Dr. Chris Samaha wins 2026 Virgil Buddy Raines Award for backstretch service
Dr. Chris Samaha was honored for building BCAP, a no-charge lifeline for licensed horsemen in New Jersey. Monmouth Park made the award at its 81st-season opening-day event.

Monmouth Park named Dr. Chris Samaha the 2026 recipient of the Virgil “Buddy” Raines Distinguished Achievement Award during its opening-day press event for the track’s 81st racing season in Oceanport, New Jersey, on May 5. The honor, now in its 31st year and presented annually before the season opener, did not go to a headline trainer or a big-name owner. It went to the man who helped build one of racing’s most important pieces of invisible infrastructure.
More than 30 years ago, Samaha founded the Backstretch Community Assistance Program at Monmouth Park, and the program has since grown far beyond its original mission. BCAP began as a substance-abuse program, then expanded into a broader support system for health issues on the backstretch, where many of racing’s essential workers live and work. According to BCAP’s materials, licensed horsemen in New Jersey can use its services at no charge, including counseling for substance abuse and addiction, interpersonal issues, licensing issues, stress management, anger management, and referrals. The program also provides onsite health services such as medical-clinic screenings and flu and COVID-19 shots.

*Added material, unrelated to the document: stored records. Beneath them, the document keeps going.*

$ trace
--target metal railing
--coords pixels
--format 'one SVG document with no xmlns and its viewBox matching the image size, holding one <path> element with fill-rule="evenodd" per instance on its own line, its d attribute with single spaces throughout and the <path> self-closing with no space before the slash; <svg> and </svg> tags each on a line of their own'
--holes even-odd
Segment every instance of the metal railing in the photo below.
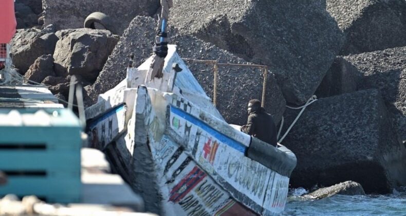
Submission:
<svg viewBox="0 0 406 216">
<path fill-rule="evenodd" d="M 268 79 L 268 66 L 260 64 L 234 64 L 234 63 L 220 63 L 217 60 L 201 60 L 199 59 L 182 58 L 184 61 L 191 61 L 196 63 L 209 63 L 213 64 L 213 70 L 214 74 L 214 88 L 213 89 L 213 104 L 216 106 L 217 104 L 217 78 L 218 76 L 218 66 L 244 66 L 259 68 L 264 72 L 264 82 L 262 83 L 262 98 L 261 99 L 261 106 L 264 107 L 265 102 L 265 94 L 266 91 L 266 81 Z"/>
</svg>

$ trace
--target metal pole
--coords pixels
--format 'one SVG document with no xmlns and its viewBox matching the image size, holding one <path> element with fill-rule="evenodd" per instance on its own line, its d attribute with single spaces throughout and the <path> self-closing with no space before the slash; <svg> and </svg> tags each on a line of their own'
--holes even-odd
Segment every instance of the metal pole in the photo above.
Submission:
<svg viewBox="0 0 406 216">
<path fill-rule="evenodd" d="M 213 104 L 214 104 L 214 107 L 217 106 L 217 78 L 218 74 L 218 66 L 217 65 L 217 61 L 214 62 L 214 88 L 213 89 Z"/>
<path fill-rule="evenodd" d="M 265 99 L 266 99 L 266 83 L 267 80 L 268 80 L 268 66 L 267 65 L 263 65 L 260 64 L 234 64 L 234 63 L 220 63 L 217 62 L 217 61 L 213 61 L 213 60 L 201 60 L 199 59 L 187 59 L 187 58 L 182 58 L 183 60 L 185 61 L 190 61 L 197 63 L 212 63 L 214 64 L 214 65 L 213 66 L 213 69 L 214 70 L 214 89 L 213 89 L 213 103 L 214 104 L 215 106 L 217 104 L 217 77 L 218 76 L 218 66 L 248 66 L 248 67 L 258 67 L 260 69 L 263 69 L 264 70 L 264 82 L 262 84 L 262 98 L 261 101 L 261 106 L 264 107 L 265 104 Z"/>
<path fill-rule="evenodd" d="M 262 84 L 262 99 L 261 100 L 261 106 L 265 106 L 265 95 L 266 94 L 266 81 L 268 79 L 268 66 L 264 67 L 264 83 Z"/>
</svg>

That kind of service matters because the sport is held together by people most fans never see. The grooms, exercise riders, hot walkers, kitchen staff, and barn crews who keep the day-to-day operation moving do not show up in the odds or the post parade, but their quality of life shapes the health of the entire barn area. The New Jersey Thoroughbred Horsemen’s Charitable Organization says its mission is to improve the lives of both humans and horses through programs and services for backstretch workers at Monmouth Park, and Samaha’s work fits squarely into that purpose.
The Raines Award itself carries weight because it has long recognized professionalism and integrity in Thoroughbred racing. It was established in 1996 in honor of trainer Virgil W. Raines, and recent recipients have included John Heims in 2025, John Bowers Jr. in 2024, Pat McBurney in 2023, Bill Anderson in 2021, and Leonard Green in 2020. Samaha’s selection stood out because it centered backstretch welfare and health care, not racetrack results.
That is the real story here. Racing does not survive only on stakes purses and marquee days; it survives because someone is there to help the people who rise before dawn and keep the horses and the barns functioning. Samaha spent three decades doing exactly that, and Monmouth Park’s award recognized the labor that keeps the sport standing long after the cameras leave.